The constitutional upheaval caused by the law passed on 10 July 1940 did not particularly worry the Jews. On the contrary, many were glad to see Marshal Pétain as head of the government. But in Vichy they were soon cruelly disillusioned. More than 3,000 foreign Jews were expelled from the town from August to October 1940. A few months later, French Jews were also hunted down and expelled. According to Xavier Vallat, the regime’s commissioner for Jewish Affairs, their "mere presence" in the new French capital was "annoying in itself."*
Police raids of hotels, apartments and rooms became increasingly frequent. The number of Jews in Vichy fell by 70% from 1941 to 1943. From one day to another, these Jews lost their home, employment and support network of family and friends.
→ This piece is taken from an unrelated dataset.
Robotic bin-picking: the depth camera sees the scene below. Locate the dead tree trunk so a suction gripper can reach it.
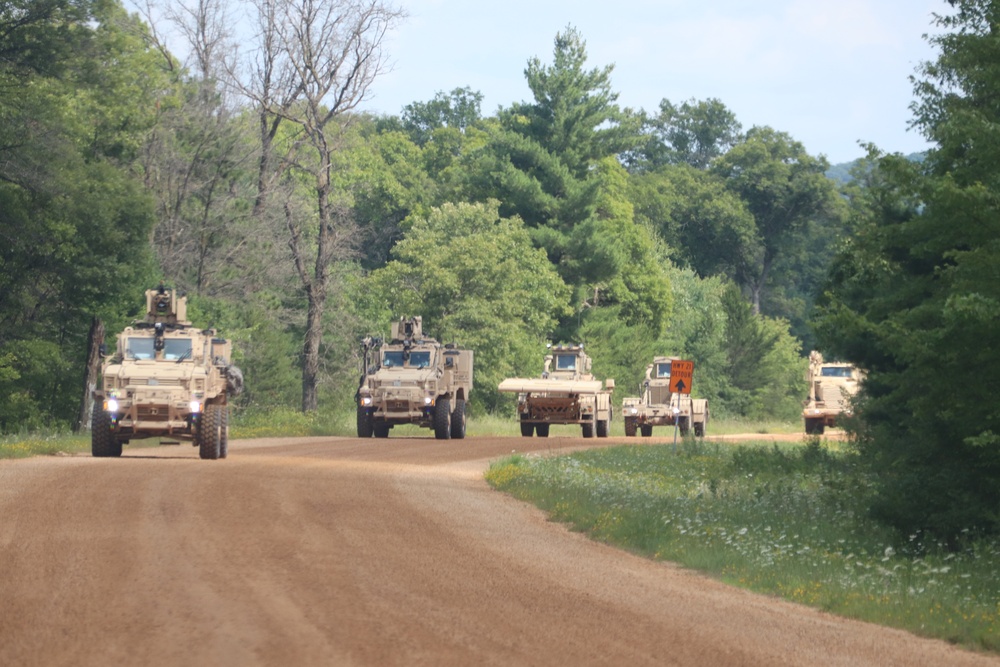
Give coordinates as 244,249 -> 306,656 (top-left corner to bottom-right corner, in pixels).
73,317 -> 104,433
Isolated and vulnerable, they became easy prey for the French Milice and the Gestapo.
The population’s response to the government’s anti-Semite measures was different all over France. At the beginning of the war, several anti-Semite incidents were reported in Vichy. Yet as the regime’s stranglehold on the Jews tightened, a wave of solidarity developed locally. Several Jewish refugees in Vichy were saved with help from the local population.